Hallowe’en is a turning point. A 180 degrees turn, a complete about-face. The kid holds himself a little straighter, keeps eye contact when he talks, doesn’t look so pale. He loads his plate high with food at the Feast, eats lunch most days with a motley group of people from different Houses, starts laughing and stops losing House Points. He masterminds an escape from Professor Sinistra on one of the weekly kitchen raids that the cousins carry out, now that he’s decided he wants to be a part of. He looks and sounds fine. Just fine. Aside from the glasses. He broke those a couple of weeks ago. Won’t repair them, won’t replace them. Madame Pomfrey, who swears on a termly basis that this school year is her last, spends hours one weekend fixing his eyesight and he doesn’t look much like Albus Potter when she’s finished. 

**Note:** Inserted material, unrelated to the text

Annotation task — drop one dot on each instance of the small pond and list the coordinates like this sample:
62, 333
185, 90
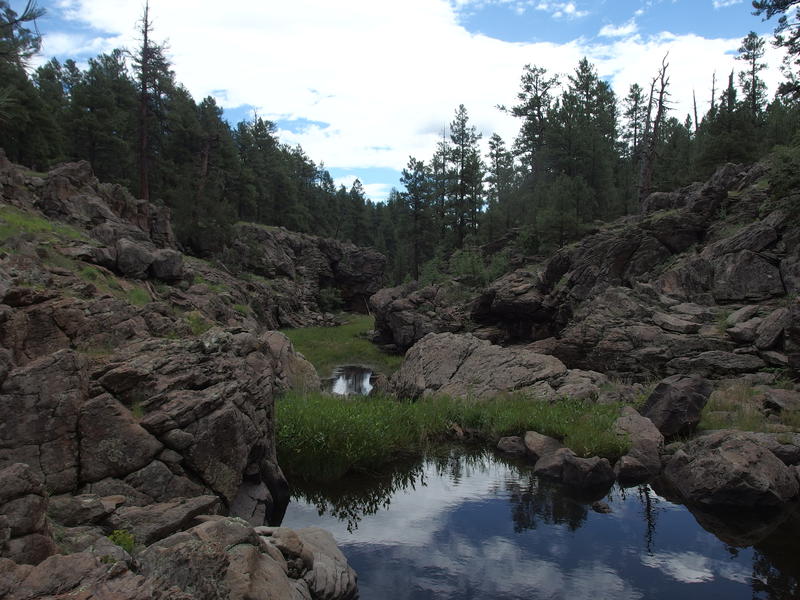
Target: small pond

He looks like Al, whoever Al is now.

*

In between writing placating letters to his folks and staring at Fiona Cartwright and devising new ways with Freddie to irritate the McLaggens, James contemplates the enigma before him. 

Albus is the boy who ended August expecting to eat, livd, sleep, breathe red and gold; Al is the boy who ends October at home amidst the emerald gloss and metallic taste of the dungeons, drinking in their silver brightness. Al is a little leaner, a little more brazen, a little sharper round the edges than the Albus of yester-year. Al is not Albus, who spent eleven years shrinking behind grown-ups as his surname was bandied about. He is the boy who has learned, in a few months, to lift his chin up above the whispers that cling to him like Velcro and waft in front of him like curls of cigarette smoke in moonlit air. 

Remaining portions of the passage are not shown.